Companies that want to succeed in digital transformation are investing more than their competitors around data, according to research from PwC want more out of their data – the top five percent of companies are spending around a third more on their initiatives to meet their demands around always-on applications and modern infrastructures.
These investments don’t just commit them to those digital strategies – they produce huge amounts of data from both their internal applications and from external services all day, every day. However, the problem is getting value out of this data, writes Christian Beedgen, CTO and Co-Founder at Sumo Logic.
Delivering this value means looking at the processes that exist across your business as well as capturing that data.
Gartner calls this continuous intelligence (CI), where data becomes an integral element of ongoing business using real-time analytics.
They’ve identified CI as one of the top data and analytics technology trends in 2020 estimating over half of major new business systems will incorporate continuous intelligence and use real-time context data to improve decisions.

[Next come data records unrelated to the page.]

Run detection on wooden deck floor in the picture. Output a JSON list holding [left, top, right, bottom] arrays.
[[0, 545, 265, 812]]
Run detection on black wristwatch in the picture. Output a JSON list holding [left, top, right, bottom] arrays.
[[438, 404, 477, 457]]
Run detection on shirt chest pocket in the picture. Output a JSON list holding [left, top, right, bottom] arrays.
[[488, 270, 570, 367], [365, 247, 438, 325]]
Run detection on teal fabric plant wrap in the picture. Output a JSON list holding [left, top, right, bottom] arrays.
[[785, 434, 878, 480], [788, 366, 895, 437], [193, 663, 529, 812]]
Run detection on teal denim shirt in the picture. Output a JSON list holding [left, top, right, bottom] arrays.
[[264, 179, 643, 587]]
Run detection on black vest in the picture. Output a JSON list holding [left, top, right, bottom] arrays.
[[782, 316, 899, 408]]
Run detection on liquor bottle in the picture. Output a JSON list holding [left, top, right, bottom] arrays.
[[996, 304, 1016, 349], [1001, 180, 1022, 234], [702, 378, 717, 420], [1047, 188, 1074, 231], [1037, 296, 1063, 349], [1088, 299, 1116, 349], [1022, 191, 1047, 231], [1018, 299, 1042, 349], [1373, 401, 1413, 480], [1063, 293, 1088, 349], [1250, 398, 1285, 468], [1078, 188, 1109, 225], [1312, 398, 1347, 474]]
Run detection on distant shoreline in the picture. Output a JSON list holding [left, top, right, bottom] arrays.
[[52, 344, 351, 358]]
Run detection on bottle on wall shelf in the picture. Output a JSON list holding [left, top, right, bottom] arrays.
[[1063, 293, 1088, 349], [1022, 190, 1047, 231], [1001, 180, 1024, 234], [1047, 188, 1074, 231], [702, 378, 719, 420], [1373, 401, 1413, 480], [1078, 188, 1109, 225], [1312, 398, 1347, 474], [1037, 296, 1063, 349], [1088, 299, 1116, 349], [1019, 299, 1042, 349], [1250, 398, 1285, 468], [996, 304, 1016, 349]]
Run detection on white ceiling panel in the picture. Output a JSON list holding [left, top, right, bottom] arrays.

However, this statement masks a huge amount of process changes and business operations required to make things work.
Why is Continuous Intelligence Useful Now?
Continuous Intelligence is about making data available to users at the point they need it to influence their decisions. Rather than being simply about analysing data – useful though this functionality may be – CI looks at how to make those results useful where decisions are made.
To achieve CI, businesses need to understand how they obtain data from all their systems, how that data can be analysed more efficiently, and how to make that information available to those who need it in the right context. CI also means closing the loop to provide feedback to the teams involved directly around the decisions they have made. This turning analytics into a business process can deliver more value over time.
One of the biggest drivers of CI today is the availability of data that can be processed, analysed and then used. Applications fulfill more and more business functions, while the data from those applications can show the results of any changes on how customers respond. Rather than indirect signals that don’t clearly correlate with business decisions, any change to a product delivered by an app will have ‘before and after’ data that can show the impact. If a decision is a good one, then more sales or more customer interaction can be seen; if a decision is a bad one, then results will go down.
However, CI is not just as simple as analysing data – instead, it’s about understanding all your data in the right context and using it as part of wider approaches to how to run the organisation.
This approach is part of the wider trend towards using data for building up competitive advantages or to create new products for customers. Rather than concentrating on physical products alone, companies are using a mix of physical and digital services to create their new offerings.
The availability of data, and the speed with which it can be understood, analysed and reframed, helps to reduce the gaps that can exist across a company and then drive success in the Intelligence Economy. When you have real-time responsibilities for how a business is performing over time, you have to get data back for decision-making around issues like development, security and business operations just as quickly.
Alongside this, the role for CI should involve more than one team. Consider a business application as an example – as it works, it should produce a set of data on transactions. This data set can directly help the business observe how many sales were made or orders placed, but it can also provide insight to individuals or teams involved in the applications. For developers, the volume of orders can be compared to the application components and how well they perform to spot the impact of slow service; for security professionals, the application can provide information on how it works for checking against security and compliance frameworks over time.
All this data is the same – however, what it gets used for differs across the business, reducing the intelligence gaps that exist between teams. By sharing this data and using it for specific purposes, processes can get improved. However, there is a substantial side benefit here too – for example, rather than each team storing their own copies of log data for analysis, one set can be used for multiple purposes based on context. For enterprises that create large volumes of data, this represents a significant cost saving through cutting down data silos.
Equally, it can be more efficient to store sets of data in the cloud, so archiving older data for retrieval and analysis when needed can also help reduce the cost. The alternative is to let teams keep their own logs or metrics for shorter periods, which can lead to datasets that are both less rich and also more expensive.
Turning CI into Business Practice
For businesses, the opportunity around CI is how to embed intelligence into working practices. Every team should be able to effectively leverage data in their work – from developers spotting issues in their application performance earlier, to security teams seeing new risks faster, or business teams understanding the impact of their changes for the future.
What makes CI different to real-time analytics alone is how it involves creating a set of business objectives that can be translated into service levels and indicators at the team, function and application levels. This direct correlation between signals from IT infrastructure and organisational performance must be understood.
Rather than one-off reports or even dashboards for analysis, the opportunity here centres on how to make this a natural process over time. It’s only by creating these goals and feedback loops that companies will make the most of their data.